Many of you are probably already familiar with Leonard Read’s famous 1958 story I, Pencil. Told through the eyes of a pencil, it describes the process of producing a pencil and how many people are involved in doing so, but without ever having met or consciously, deliberately set out a plan under the control of any one person. Even the pencil manufacturer does not control the people from whom he buys inputs. What process creates that coordination? A market process, with prices acting as signals. As Tyler Cowen and Alex Tabarrok say in their introductory economics textbook, a price is a signal wrapped in an incentive. That’s the essential role that markets and the price system play in coordinating the actions and plans of so many individuals, enabling us to achieve our personal goals in a way that cannot be achieved through the imposition of top-down control.
Since Read’s initial essay, I, Pencil has been discussed and recast. Milton Friedman famously retold the pencil’s story in one episode of his Free to Choose TV show (which was my first exposure to economics as a teenager). More recently Mark Perry discussed a longer Friedman talk and other reflections on the pencil and the price system. The Competitive Enterprise Institute published a video I particularly like telling the story of the pencil and the price system. The Freakonomics team did a great podcast on the pencil and the price system. All of these resources are valuable for communicating economic ideas to students at all levels of economic understanding.

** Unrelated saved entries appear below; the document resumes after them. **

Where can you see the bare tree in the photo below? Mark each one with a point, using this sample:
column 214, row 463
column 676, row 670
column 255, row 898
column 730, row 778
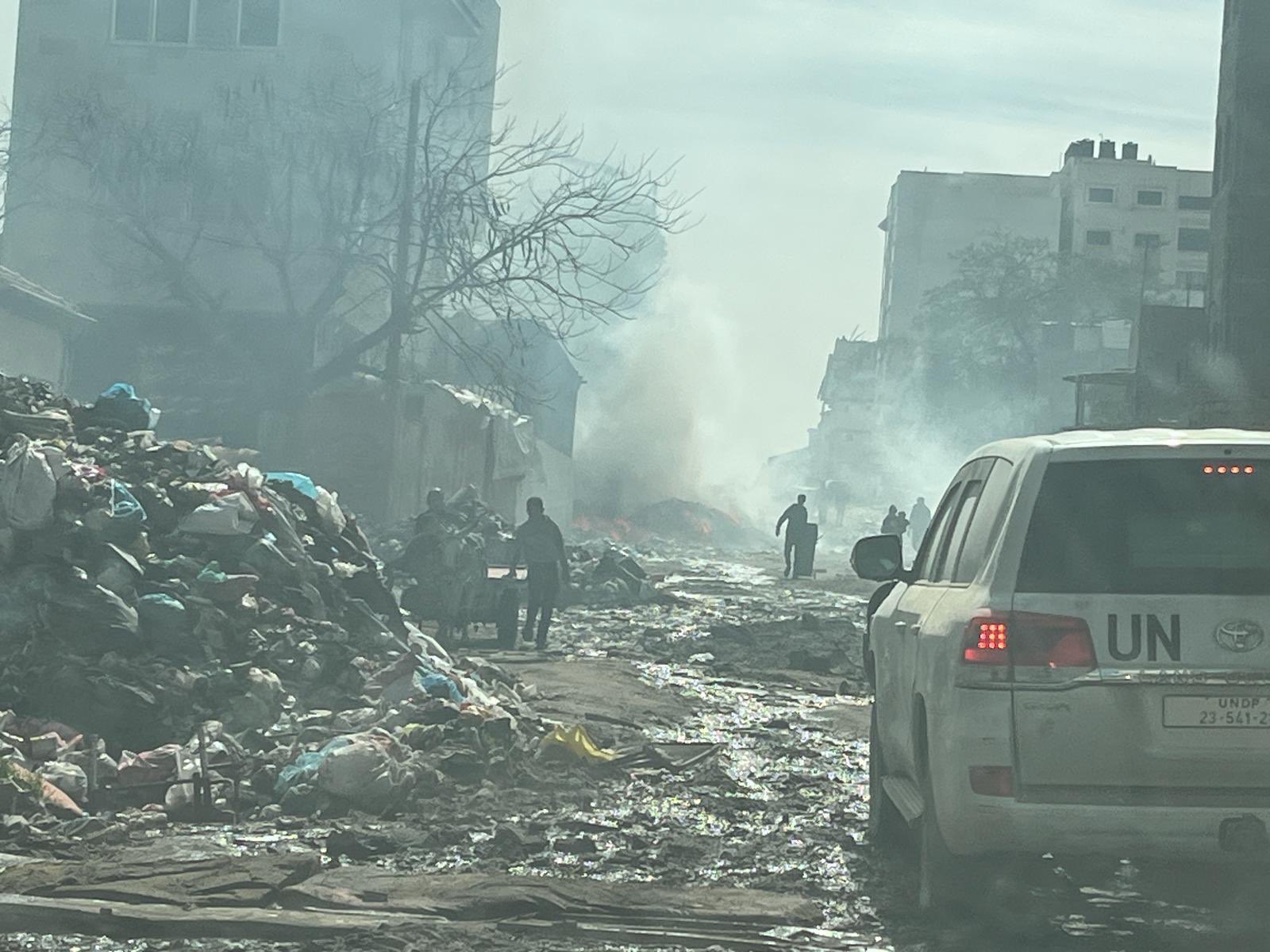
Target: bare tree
column 503, row 226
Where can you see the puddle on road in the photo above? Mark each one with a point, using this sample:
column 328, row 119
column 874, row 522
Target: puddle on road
column 783, row 808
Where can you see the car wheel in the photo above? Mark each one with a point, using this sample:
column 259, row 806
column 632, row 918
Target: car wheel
column 887, row 825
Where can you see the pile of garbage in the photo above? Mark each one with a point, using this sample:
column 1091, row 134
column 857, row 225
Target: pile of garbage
column 677, row 522
column 184, row 631
column 613, row 578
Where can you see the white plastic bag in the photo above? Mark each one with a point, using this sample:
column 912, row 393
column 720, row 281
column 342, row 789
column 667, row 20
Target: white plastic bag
column 27, row 488
column 232, row 514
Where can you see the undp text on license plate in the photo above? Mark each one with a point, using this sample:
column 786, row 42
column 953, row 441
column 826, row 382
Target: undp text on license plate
column 1217, row 711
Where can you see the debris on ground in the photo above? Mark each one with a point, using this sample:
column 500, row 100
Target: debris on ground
column 187, row 634
column 676, row 520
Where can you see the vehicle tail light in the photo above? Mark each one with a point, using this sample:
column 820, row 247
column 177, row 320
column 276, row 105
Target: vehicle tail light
column 1035, row 647
column 992, row 781
column 986, row 640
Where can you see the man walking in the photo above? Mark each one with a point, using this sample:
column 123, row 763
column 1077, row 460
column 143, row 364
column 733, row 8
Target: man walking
column 794, row 520
column 540, row 546
column 918, row 522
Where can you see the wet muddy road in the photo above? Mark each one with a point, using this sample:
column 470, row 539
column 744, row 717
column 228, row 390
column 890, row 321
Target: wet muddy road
column 768, row 673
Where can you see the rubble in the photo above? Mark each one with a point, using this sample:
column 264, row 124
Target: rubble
column 219, row 638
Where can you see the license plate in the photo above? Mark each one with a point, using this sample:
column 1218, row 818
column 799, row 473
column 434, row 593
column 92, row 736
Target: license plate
column 1219, row 711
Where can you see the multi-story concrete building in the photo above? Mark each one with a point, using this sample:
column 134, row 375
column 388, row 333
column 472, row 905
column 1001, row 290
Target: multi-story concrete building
column 1238, row 385
column 1103, row 203
column 137, row 232
column 931, row 216
column 1133, row 209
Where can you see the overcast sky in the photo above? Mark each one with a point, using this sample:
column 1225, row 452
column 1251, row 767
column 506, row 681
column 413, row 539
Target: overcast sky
column 795, row 116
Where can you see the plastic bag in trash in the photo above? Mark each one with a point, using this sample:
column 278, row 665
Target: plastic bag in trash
column 368, row 774
column 437, row 685
column 329, row 512
column 120, row 408
column 122, row 520
column 69, row 778
column 296, row 479
column 304, row 770
column 232, row 514
column 163, row 617
column 575, row 742
column 29, row 488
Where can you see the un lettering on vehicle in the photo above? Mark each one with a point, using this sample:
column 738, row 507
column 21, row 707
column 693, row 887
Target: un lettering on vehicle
column 1145, row 634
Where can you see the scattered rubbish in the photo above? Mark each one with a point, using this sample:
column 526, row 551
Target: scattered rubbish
column 228, row 635
column 577, row 743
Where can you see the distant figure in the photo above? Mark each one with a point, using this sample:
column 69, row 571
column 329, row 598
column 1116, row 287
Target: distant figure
column 837, row 493
column 901, row 524
column 540, row 546
column 794, row 520
column 431, row 520
column 889, row 522
column 920, row 522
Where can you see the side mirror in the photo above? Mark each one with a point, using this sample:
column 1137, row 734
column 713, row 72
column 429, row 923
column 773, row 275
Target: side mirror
column 879, row 558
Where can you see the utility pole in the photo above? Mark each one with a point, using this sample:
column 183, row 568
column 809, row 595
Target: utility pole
column 400, row 315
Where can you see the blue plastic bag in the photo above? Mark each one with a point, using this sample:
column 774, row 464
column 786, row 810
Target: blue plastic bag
column 295, row 479
column 305, row 767
column 127, row 516
column 121, row 406
column 437, row 685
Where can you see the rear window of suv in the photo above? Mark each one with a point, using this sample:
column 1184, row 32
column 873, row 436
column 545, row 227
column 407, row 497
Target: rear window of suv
column 1149, row 527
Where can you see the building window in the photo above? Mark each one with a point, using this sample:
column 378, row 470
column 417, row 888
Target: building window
column 217, row 22
column 1193, row 281
column 260, row 22
column 171, row 22
column 133, row 21
column 210, row 23
column 1193, row 239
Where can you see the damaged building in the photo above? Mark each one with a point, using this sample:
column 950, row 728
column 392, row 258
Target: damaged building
column 156, row 209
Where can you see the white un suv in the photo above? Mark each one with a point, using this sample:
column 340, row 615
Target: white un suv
column 1077, row 662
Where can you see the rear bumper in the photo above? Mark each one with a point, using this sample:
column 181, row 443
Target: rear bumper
column 983, row 825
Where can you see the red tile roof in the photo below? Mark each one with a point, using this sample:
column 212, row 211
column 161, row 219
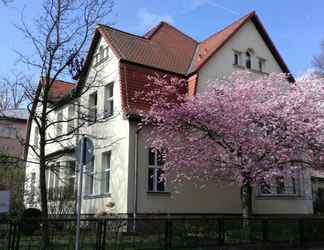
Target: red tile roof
column 167, row 48
column 209, row 46
column 60, row 88
column 164, row 48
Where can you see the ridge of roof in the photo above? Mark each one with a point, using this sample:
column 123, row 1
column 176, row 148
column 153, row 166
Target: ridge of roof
column 156, row 28
column 195, row 64
column 122, row 31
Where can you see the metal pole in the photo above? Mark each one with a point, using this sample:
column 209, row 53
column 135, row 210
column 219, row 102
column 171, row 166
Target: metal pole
column 79, row 195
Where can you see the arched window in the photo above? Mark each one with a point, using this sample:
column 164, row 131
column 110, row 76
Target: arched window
column 248, row 60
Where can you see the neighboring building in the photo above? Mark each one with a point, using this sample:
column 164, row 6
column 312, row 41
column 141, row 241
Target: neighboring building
column 123, row 169
column 13, row 124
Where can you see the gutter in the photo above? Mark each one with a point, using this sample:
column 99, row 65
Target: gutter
column 136, row 173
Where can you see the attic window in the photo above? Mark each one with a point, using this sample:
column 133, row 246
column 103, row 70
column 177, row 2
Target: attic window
column 101, row 55
column 261, row 63
column 248, row 63
column 237, row 58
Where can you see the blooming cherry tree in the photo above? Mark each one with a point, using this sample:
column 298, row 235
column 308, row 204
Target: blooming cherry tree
column 242, row 129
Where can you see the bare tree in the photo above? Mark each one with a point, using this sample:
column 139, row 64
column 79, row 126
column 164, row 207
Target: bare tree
column 58, row 37
column 318, row 61
column 12, row 95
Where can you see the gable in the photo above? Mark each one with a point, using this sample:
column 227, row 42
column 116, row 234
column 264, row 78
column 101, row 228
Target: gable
column 222, row 63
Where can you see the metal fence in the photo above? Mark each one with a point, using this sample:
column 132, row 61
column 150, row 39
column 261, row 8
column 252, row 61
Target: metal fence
column 166, row 233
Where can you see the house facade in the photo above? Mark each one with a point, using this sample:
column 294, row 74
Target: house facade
column 124, row 170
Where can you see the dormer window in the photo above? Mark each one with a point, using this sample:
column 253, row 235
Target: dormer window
column 237, row 58
column 248, row 61
column 101, row 54
column 261, row 63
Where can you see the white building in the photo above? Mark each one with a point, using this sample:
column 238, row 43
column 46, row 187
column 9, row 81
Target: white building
column 123, row 169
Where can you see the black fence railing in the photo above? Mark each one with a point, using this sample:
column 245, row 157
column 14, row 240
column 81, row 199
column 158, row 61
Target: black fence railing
column 166, row 233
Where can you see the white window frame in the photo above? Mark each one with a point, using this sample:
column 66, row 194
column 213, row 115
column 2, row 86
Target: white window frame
column 36, row 137
column 106, row 173
column 291, row 185
column 156, row 167
column 261, row 64
column 71, row 175
column 90, row 185
column 59, row 124
column 237, row 54
column 109, row 100
column 71, row 116
column 92, row 112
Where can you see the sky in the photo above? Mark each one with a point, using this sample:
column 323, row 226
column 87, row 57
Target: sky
column 295, row 26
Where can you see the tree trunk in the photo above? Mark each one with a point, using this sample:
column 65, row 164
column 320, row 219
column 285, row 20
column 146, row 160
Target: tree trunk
column 246, row 199
column 44, row 205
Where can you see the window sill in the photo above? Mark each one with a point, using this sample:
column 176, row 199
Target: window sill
column 279, row 197
column 252, row 70
column 96, row 196
column 158, row 192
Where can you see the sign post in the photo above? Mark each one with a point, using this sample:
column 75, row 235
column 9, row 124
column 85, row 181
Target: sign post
column 84, row 154
column 4, row 201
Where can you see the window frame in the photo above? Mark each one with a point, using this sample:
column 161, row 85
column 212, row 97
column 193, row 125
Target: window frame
column 290, row 186
column 106, row 171
column 238, row 55
column 109, row 99
column 90, row 185
column 70, row 118
column 156, row 167
column 93, row 108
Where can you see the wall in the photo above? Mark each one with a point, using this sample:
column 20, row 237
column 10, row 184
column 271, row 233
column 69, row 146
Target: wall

Then yesterday Robert Higgs ruminated on the process of his purchasing peaches in an essay called I, Peach:
You see, I live at the extreme end of the road, near a remote, isolated village in the farthest southeast corner of the Mexican state of Quintana Roo; and the peach I ate was grown in California.
I acquired this fruit, as I acquire the bulk of the fruits, vegetables, and other fresh comestibles I consume, from Lucio, a man who rises each day at 4:00 a.m. and heads to the market in Bacalar, a town about 100 miles from my home. Lucio loads his pickup with fresh produce and other things, hauls these products for two hours, and offers them to those of us who live along a pot-holed road in this far-away place. The people who sell to him, in turn, acquire their inventory from other sellers, who are part of a perhaps lengthy supply chain whose specifics I do not know. …
In the real world, of course, the complexity of trade defies comprehension, as countless millions of goods and services are produced, exported, and imported seemingly in defiance of any clear pattern. Yet, an underlying pattern is there, and it remains basically the same one described in its essence by Ricardo two hundred years ago.
This story resonates, and stands the test of time, because it illustrates one of the most enduring and fundamental principles of economics. Market processes and the price system enable people pursuing their own life projects to coordinate their actions and plans in ways that allocate the resources that enable people to fulfill those projects. That’s how we flourish. That’s part of how we lead fulfilling lives. That’s a big part of how we live together in peace.